Assistant Secretary of State for International Security and Nonproliferation (acting)
- In office June 15, 2009 – September 26, 2011
- Preceded by: C.S. Eliot Kang
- Succeeded by: Thomas M. Countryman

= Vann Van Diepen =

American government official

Vann Van Diepen is a former United States civil servant who worked in a variety of positions in the United States Department of State.

Van Diepen received a B.A. degree in international studies from American University and a S.M. degree from the Massachusetts Institute of Technology. He began his career in the Bureau of Intelligence and Research as a Soviet military analyst, and later held positions managing chemical and biological weapons nonproliferation initiatives, and ballistic missile threat reduction programs, for the U.S. State Department. In 2006 he moved to the Office of the Director of National Intelligence, returning to the State Department in 2009 as Principal Deputy Assistant Secretary of State for International Security and Nonproliferation.
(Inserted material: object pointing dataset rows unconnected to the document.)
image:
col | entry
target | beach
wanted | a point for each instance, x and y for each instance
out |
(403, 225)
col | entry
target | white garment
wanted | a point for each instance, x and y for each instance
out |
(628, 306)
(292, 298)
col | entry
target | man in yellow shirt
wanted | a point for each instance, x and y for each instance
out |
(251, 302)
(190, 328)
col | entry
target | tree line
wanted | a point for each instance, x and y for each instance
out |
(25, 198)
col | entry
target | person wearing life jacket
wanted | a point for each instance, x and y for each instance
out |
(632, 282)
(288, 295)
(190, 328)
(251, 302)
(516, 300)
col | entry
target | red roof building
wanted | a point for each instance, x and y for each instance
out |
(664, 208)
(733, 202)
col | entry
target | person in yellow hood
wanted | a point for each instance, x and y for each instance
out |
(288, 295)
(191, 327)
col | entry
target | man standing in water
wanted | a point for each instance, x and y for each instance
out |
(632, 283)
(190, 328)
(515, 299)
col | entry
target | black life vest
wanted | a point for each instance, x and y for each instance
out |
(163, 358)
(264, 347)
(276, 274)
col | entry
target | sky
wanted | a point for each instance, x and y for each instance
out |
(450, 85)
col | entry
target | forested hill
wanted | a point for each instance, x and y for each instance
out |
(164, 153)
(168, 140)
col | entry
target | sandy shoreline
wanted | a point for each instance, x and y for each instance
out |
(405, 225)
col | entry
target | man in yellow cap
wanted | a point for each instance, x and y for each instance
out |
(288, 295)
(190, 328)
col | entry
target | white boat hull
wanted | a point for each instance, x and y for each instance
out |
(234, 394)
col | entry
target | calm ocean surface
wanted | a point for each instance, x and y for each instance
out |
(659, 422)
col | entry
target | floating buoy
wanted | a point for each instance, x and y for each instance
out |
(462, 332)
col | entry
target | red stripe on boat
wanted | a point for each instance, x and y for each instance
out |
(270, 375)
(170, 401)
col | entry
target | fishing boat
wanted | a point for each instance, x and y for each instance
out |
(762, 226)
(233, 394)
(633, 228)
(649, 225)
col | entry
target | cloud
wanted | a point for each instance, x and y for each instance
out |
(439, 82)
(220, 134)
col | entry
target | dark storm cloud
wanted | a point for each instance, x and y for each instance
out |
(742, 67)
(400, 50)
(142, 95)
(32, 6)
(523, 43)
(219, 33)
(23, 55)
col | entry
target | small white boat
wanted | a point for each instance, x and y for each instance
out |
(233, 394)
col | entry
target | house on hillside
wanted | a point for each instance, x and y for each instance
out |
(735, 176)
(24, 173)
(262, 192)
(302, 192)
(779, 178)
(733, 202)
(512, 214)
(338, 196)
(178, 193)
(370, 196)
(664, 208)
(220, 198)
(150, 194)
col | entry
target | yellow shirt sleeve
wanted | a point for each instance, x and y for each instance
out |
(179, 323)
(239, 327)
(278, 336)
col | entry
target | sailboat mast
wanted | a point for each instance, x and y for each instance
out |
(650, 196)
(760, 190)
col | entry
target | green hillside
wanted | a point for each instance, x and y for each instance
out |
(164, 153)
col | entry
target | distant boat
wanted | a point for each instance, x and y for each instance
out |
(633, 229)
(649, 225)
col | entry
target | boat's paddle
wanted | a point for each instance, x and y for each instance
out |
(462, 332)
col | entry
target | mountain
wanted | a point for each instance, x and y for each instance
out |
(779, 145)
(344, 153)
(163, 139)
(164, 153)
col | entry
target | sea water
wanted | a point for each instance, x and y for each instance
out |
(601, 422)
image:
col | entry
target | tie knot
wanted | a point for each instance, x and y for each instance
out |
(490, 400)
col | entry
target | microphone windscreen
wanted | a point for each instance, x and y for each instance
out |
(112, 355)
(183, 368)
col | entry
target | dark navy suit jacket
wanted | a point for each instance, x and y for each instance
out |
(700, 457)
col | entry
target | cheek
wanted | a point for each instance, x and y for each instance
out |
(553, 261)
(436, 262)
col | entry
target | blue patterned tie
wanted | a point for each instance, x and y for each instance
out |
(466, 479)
Van Diepen was a major contributor to a 2007 National Intelligence Estimate (NIE) on the nuclear weapons program of Iran, which some said underestimated Iranian nuclear capabilities and which was criticized by neoconservatives as being politicized and reflective of former U.S. Secretary of State Colin Powell's preference for negotiation over confrontation with Iran over nuclear issues. The charges of politicization against Van Diepen and the other report authors were rejected by Vice President of the United States Dick Cheney and by Flynt Leverett.

Until late 2011, Van Diepen spent two years as acting Assistant Secretary of State for International Security and Non-Proliferation, but was never nominated to the post on a permanent basis due to doubts by the Obama presidency as to whether the United States Senate would confirm his appointment owing to continuing concerns by some Republican senators over the 2007 NIE. While acting as Assistant Secretary of State he confronted Ukrainian officials over allegations they had been supplying South Sudan with T-72 main battle tanks which, according to diplomatic cables, led to a "commotion on the Ukrainian side".

In 2016 Van Diepen was decorated with the Presidential Rank Award of Distinguished Senior Professional. He retired from the State Department in December 2016.